Remember, they're serving their readers (and by proxy of course, their own interests, for all the cynics out there), not you. The article wasn't written for you, it was written about you.

1 comments

It has not been my experience that trade press journalists consider thankfulness an insult. Rather the opposite.

So, I think you're correct in principle, but off the mark pragmatically.

Given TechCrunch's struggles with credibility over the past few years, maybe it should have been more of an issue.

In the end though, you're right: Giving thanks doesn't hurt anyone too much. But giving thanks for any of the things I mentioned is infinitely better than giving thanks just for the act of covering (or worse yet, the resulting traffic/business).

The author states that there were no PR firms or "crazy pitches," but he was absolutely doing PR. He was absolutely pitching. At some point, PR and sleazy PR got conflated in the tech industry. This is just solid, traditional media relations, a big part of PR.

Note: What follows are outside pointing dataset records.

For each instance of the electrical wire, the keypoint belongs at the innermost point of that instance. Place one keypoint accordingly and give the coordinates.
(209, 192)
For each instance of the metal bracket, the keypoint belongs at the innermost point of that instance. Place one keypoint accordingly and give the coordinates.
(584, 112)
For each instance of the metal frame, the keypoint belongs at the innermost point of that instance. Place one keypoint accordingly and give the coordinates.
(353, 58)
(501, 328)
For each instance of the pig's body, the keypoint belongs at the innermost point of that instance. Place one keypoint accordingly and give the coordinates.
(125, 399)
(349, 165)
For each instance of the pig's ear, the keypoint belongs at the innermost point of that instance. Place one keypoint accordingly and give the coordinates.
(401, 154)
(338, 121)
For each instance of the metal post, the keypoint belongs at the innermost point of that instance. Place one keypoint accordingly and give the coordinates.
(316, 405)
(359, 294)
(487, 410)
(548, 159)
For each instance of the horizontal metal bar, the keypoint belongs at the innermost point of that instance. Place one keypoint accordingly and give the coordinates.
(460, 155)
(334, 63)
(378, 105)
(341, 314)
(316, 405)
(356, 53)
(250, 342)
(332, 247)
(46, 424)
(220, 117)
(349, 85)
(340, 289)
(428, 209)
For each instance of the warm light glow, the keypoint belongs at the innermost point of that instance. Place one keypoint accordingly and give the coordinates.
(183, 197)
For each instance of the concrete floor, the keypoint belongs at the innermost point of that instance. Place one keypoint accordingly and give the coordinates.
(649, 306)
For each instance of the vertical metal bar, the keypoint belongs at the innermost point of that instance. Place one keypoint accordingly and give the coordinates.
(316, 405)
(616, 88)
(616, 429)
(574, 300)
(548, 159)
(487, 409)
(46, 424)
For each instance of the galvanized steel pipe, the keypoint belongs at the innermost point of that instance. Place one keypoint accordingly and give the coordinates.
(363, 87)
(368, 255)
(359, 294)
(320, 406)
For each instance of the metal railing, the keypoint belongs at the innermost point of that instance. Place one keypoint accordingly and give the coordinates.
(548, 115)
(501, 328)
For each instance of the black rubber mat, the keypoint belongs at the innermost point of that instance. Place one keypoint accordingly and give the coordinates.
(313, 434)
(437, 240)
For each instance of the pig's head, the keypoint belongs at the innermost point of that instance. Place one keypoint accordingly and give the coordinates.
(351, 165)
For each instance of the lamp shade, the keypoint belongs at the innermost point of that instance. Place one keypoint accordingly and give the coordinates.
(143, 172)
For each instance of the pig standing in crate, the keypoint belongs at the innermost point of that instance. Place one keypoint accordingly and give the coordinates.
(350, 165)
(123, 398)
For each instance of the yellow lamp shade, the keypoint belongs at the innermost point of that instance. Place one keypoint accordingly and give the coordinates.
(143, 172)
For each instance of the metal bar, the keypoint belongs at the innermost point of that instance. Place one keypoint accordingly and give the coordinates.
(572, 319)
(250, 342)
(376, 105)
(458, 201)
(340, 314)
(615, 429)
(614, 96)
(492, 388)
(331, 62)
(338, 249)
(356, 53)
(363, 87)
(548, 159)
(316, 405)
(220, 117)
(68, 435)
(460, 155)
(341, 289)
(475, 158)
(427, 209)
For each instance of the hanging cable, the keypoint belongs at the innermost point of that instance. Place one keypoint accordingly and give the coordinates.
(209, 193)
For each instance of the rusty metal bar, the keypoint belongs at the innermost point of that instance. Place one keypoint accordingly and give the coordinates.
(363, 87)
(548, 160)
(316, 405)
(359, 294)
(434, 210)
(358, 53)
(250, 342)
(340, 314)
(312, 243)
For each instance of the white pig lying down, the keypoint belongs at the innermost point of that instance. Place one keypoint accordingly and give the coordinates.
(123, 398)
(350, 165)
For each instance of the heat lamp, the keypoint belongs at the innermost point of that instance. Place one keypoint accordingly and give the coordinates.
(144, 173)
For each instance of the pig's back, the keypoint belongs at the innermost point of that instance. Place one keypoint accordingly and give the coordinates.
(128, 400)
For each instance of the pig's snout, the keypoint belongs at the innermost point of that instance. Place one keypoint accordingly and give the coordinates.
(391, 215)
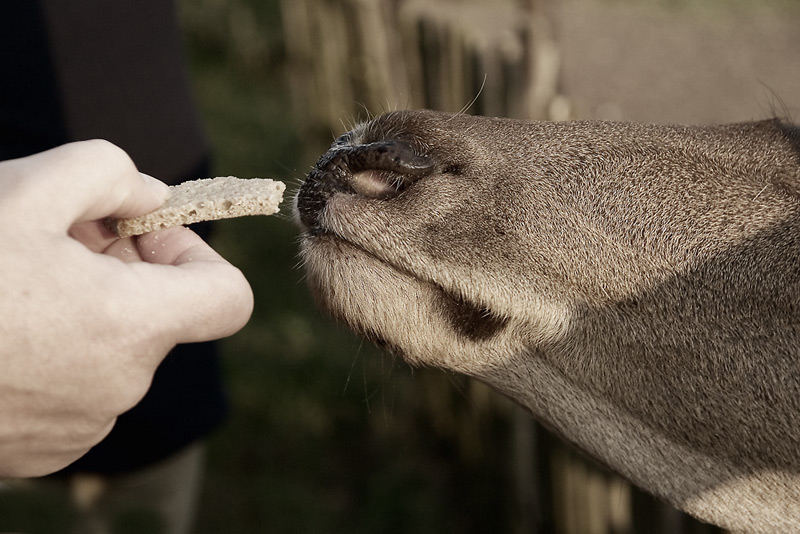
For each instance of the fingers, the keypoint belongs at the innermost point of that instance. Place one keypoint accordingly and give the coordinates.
(190, 287)
(83, 181)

So, even beyond the obviously terrible positioning of "still relevant" (who wants to be argued for in that way?), this article doesn't do TC any favors.

SAI/former VentureBeat reporter here: it's considered a moderate offense. Could infer to your/our Twitter followers etc. that there was an exchange for positive coverage, which is a pop at our credibility.

Credibility is basically all we have. (However small it is.)

IMO, On the consumer side credibility is not as important in tech journalism when compared to say political reporting. Products get canceled, startups die, so you would have to predict the future to always be relevant. Having connections and finding interesting stories / ideas and knowing how to critique them is more important than knowing the iPad7's release date.

We have all read bad spin, and honestly it quickly becomes noise.